When it comes to credit rating agencies, Democratic presidential candidate Bernie Sanders wants to remove profits from the picture entirely.
When it comes to credit rating agencies, Democratic presidential candidate Bernie Sanders wants to remove profits from the picture entirely.
Dennis Van Tine/ABACA USA

Bernie Sanders' financial reform plan is chock-full of clear goals, even if it's not always clear whether he can actually achieve them. He wants to break up the big banks. He wants to send financial fraudsters to prison. He wants to put a cap on ATM fees. And he wants to turn the country's credit rating agencies into nonprofits.

Wait, what?

The push to overhaul the rating agencies is one of the wonkier proposals to come from the Vermont senator. Why reform credit rating agencies? Despite what their name implies, these companies, such as Moody's and Standard & Poor's, are private, for-profit businesses that make money evaluating how risky debt is.

The problem is that they were spectacularly bad at evaluating risk when it came to the junk mortgage debt that triggered the financial crisis. Tens of thousands of mortgage securities were given triple-A ratings in the runup to the crisis, the Financial Crisis Inquiry Commission found. At the same time, there were only six triple-A-rated companies.

Of course, the rating agencies weren't the only parties that got it disastrously wrong on housing-related debt. They do, however, have a very specific conflict of interest: They are paid by the issuers of the debt, but they provide their services to the investors in the debt.

As a result, the rating agencies' business model includes a built-in incentive to produce shiny ratings that make issuers happy. And in the case of mortgage securities, those issuers were the banks.

Sanders' proposal is to change that business model -- to make it, in fact, not a for-profit business model at all.

Investors would not have bought the risky mortgage backed derivatives that led to the Great Recession if credit agencies did not give these worthless financial products triple-A ratings -- ratings that they knew were bogus.

And, the reason these risky financial schemes were given such favorable ratings is simple. Wall Street paid for them.

Under my administration, we will turn for-profit credit rating agencies into non-profit institutions, independent from Wall Street. No longer will Wall Street be able to pick and choose which credit agency will rate their products.

Take away the profit motive, the thinking goes, and the rating agencies will produce fairer assessments of risk for investors.

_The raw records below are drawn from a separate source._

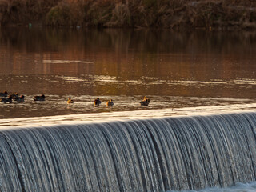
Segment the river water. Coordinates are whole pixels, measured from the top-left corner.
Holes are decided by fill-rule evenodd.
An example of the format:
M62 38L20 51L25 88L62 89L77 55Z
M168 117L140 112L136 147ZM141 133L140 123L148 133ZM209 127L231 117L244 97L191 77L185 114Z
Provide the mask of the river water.
M1 28L0 92L26 98L0 118L254 102L255 53L254 32Z
M13 131L22 132L22 129L18 129L28 126L42 129L42 126L57 125L61 127L60 125L62 124L62 126L66 127L65 125L70 124L69 127L72 127L72 125L79 127L79 123L91 123L101 120L116 122L150 118L150 122L154 122L162 121L152 120L154 118L157 119L173 115L208 115L209 118L209 115L216 113L239 114L247 110L251 110L250 113L254 113L256 108L255 53L256 34L250 31L183 33L146 30L0 28L0 92L6 90L9 94L18 93L26 97L25 102L22 103L0 103L1 135L3 133L9 134ZM33 97L40 94L46 95L46 101L34 102ZM150 98L150 103L148 106L141 106L139 102L145 95ZM74 103L66 103L69 97L74 100ZM100 98L102 103L94 106L93 102L97 97ZM110 98L114 100L114 105L107 107L105 103ZM239 115L241 114L238 116ZM177 121L180 120L178 118ZM114 123L119 125L121 122ZM239 123L238 125L240 125ZM246 121L241 122L241 125L247 125L246 123ZM182 127L184 125L181 123ZM196 123L191 125L194 126ZM210 125L212 124L207 124L210 130ZM226 122L222 125L226 125ZM10 126L19 128L12 130ZM236 129L237 126L239 127L234 126L232 128ZM185 130L189 130L189 127L184 127ZM71 134L74 134L73 128L68 130ZM117 131L120 129L118 126L116 128ZM142 127L138 128L140 129L138 130L142 131ZM244 129L248 127L245 126ZM36 130L34 128L31 131ZM194 130L198 131L196 127ZM45 131L44 129L42 130ZM109 131L108 129L106 130ZM165 129L159 129L160 130L165 131ZM223 130L229 132L226 129ZM28 130L25 129L24 131ZM54 129L50 131L54 131ZM92 131L96 130L92 129ZM114 133L110 134L110 137L115 135ZM234 134L240 135L237 131L234 131ZM16 137L13 137L12 134L10 135L10 139L14 140L14 143L19 143L14 141ZM18 141L19 138L25 139L27 136L26 134L24 134L24 137L20 134L17 135ZM34 137L37 134L31 135ZM215 136L213 134L213 137ZM202 138L201 136L199 138ZM10 141L6 138L3 137L2 141L10 145ZM60 140L62 138L60 137ZM222 137L217 137L217 139L220 138ZM240 141L234 140L235 144ZM198 140L192 139L192 142L196 141ZM254 141L252 140L253 144ZM74 146L80 145L80 142L74 142ZM63 142L62 145L57 142L59 147L63 149L66 149L65 145L68 143ZM218 142L216 143L218 145ZM156 143L153 144L155 146ZM253 144L250 145L250 147L254 147ZM123 145L126 143L124 142ZM28 144L24 149L27 150L30 146L30 144ZM10 145L10 148L13 146L14 145ZM17 146L20 146L20 144L17 144ZM146 146L148 147L148 145ZM220 149L223 146L225 145L220 145ZM198 145L198 147L202 146ZM230 145L230 147L232 148L233 145ZM2 146L2 150L6 149L6 147ZM140 147L138 149L140 150ZM117 151L120 151L118 148ZM150 154L150 150L149 151ZM234 150L234 153L235 151ZM254 152L253 150L252 151ZM26 156L23 152L21 155L24 155L24 161L27 157L34 157ZM245 150L246 152L247 150ZM11 157L16 155L14 155L14 153L10 154ZM224 153L224 155L219 157L226 157ZM60 155L63 158L67 156ZM22 159L18 154L17 157L18 161ZM34 157L38 159L37 155ZM124 157L118 155L120 159ZM227 155L225 159L229 157ZM234 159L240 162L240 158ZM0 161L8 164L9 161L5 160L5 158L0 158ZM86 158L82 158L83 160ZM252 158L252 161L254 160ZM198 162L194 161L193 163L197 164ZM27 165L29 169L37 167L29 163ZM18 163L18 166L19 166ZM98 169L99 166L95 167ZM240 166L238 167L240 169ZM75 170L71 169L72 171ZM230 176L225 171L223 174ZM65 174L62 176L65 177ZM244 179L238 181L254 180L246 179L247 176L245 176ZM46 177L46 178L48 178ZM68 180L63 181L66 185ZM214 186L212 184L213 180L209 181L211 184L210 186ZM237 182L237 180L234 182ZM12 182L9 184L12 185ZM39 185L35 187L39 187ZM200 191L255 190L255 182L253 182L237 183L229 188L206 188Z

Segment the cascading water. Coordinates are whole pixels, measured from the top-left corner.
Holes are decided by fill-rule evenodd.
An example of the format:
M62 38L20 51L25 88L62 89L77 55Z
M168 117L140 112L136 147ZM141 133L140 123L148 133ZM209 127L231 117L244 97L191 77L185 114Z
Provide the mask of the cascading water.
M1 191L165 191L255 181L256 113L6 129Z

The strong implication is that under this plan, the banks and companies won't pay for the debt they issue to be rated. This is called the "issuer pays" model. The Sanders campaign did not respond to questions about who would pay and other specifics of the plan.

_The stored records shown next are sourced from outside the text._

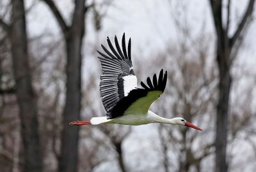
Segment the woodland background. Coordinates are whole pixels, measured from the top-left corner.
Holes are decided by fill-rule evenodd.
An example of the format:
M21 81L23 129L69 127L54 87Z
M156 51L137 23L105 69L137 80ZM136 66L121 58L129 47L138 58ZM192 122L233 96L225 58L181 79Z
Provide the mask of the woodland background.
M0 1L1 171L255 171L255 1ZM180 126L69 127L102 116L96 50L132 39L152 109Z

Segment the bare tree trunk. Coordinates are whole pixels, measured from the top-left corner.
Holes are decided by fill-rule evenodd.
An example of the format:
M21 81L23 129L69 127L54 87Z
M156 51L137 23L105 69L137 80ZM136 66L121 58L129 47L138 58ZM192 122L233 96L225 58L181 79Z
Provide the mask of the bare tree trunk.
M81 99L81 46L84 32L84 0L76 1L72 26L65 35L67 47L66 104L63 111L59 171L77 171L79 127L68 123L80 119Z
M81 46L84 34L86 0L76 0L70 26L67 25L52 0L44 0L54 15L65 37L67 51L66 99L63 113L59 171L77 171L79 127L70 127L68 123L80 119L81 99Z
M36 97L32 87L29 65L24 1L12 0L12 4L13 23L9 34L20 109L24 171L42 171Z
M232 77L230 75L230 68L232 61L236 54L231 55L231 52L234 45L240 45L243 38L242 31L248 27L250 18L253 10L255 0L250 0L247 8L244 13L242 20L239 22L237 29L233 36L228 38L229 20L230 20L230 6L231 0L228 1L227 14L223 17L222 15L222 1L210 0L212 8L213 19L214 21L215 29L217 36L216 61L219 69L219 97L217 104L216 115L216 133L215 139L216 147L216 172L227 171L228 164L226 162L227 152L227 124L228 115L228 103L230 92ZM223 24L223 17L225 17L225 27ZM236 47L239 48L239 46ZM234 50L234 51L237 51Z
M168 156L168 147L167 147L167 143L165 141L164 135L163 134L163 125L160 125L158 128L158 133L159 135L160 143L163 156L163 165L164 166L164 172L169 172L169 158Z
M122 150L122 142L117 142L114 143L116 149L116 152L118 154L118 163L119 166L122 172L127 172L127 170L124 162L123 152Z

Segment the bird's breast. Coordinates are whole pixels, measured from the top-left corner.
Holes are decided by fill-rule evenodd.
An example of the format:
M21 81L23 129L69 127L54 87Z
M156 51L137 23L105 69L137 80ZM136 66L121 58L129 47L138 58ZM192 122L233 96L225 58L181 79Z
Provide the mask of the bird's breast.
M145 115L125 115L115 118L109 124L118 124L123 125L139 125L151 123L152 121Z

And so, the question is: If the issuers aren't going to pay for the credit ratings, then who is? Sen. Al Franken (D-Minn.) has a plan to randomly assign ratings work to different companies. Under this plan, the more accurately a company rates the riskiness of the debt it's assigned, the more business it gets. The issuer still pays, but the incentives are changed.

Or Sanders could try to make debt markets more like equity markets, where there are lots of analysts putting ratings on stocks. There is tension inherent in that model for stock research, and there have been glaring conflicts exposed in the past, but on the whole, because there are so many stock analysts, the individual stock ratings by themselves have very limited power.

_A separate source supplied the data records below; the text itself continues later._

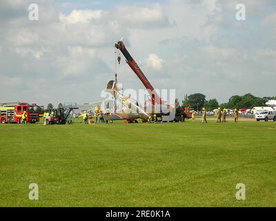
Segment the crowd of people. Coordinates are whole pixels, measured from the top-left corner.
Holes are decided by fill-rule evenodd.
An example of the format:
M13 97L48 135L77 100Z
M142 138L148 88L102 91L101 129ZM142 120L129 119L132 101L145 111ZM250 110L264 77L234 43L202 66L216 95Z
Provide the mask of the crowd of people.
M217 108L217 110L215 113L215 116L217 117L217 122L226 123L227 113L228 113L226 108L224 108L223 110L221 110L221 108L219 107ZM201 115L202 115L202 120L201 120L202 123L207 123L207 110L205 108L202 108ZM193 122L195 122L195 116L196 116L196 112L195 110L193 110L192 111ZM239 120L239 111L237 110L237 108L235 108L233 112L233 116L234 117L234 121L235 122L237 122Z

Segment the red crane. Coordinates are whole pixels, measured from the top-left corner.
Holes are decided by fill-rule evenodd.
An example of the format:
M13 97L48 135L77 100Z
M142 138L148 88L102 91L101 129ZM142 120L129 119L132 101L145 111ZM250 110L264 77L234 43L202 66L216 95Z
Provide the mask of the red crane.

There's also the question of why investors, who were harmed by the rating agencies' bad work, haven't taken it upon themselves to solve this issue. After the financial crisis, you might have expected a critical mass of pension funds and other investors not just suing credit rating agencies, but demanding that the agencies eliminate the conflict of interest by paying for their own credit ratings, rather than relying on the people issuing the debt to foot the bill. It didn't happen.

Maybe that's because big investors are expense-obsessed right now, largely for good reasons. Or maybe it's just logistically easier for the seller of the debt to pay for the rating. After all, while a single debt security can have thousands of potential buyers, it's only got one issuer.

But the trickier issue is that paying directly for ratings would require big investors to take more immediate responsibility for what they buy -- rather than just gobbling up anything with the right letters of the alphabet slapped on it, and blaming someone else when it turns out to be worthless.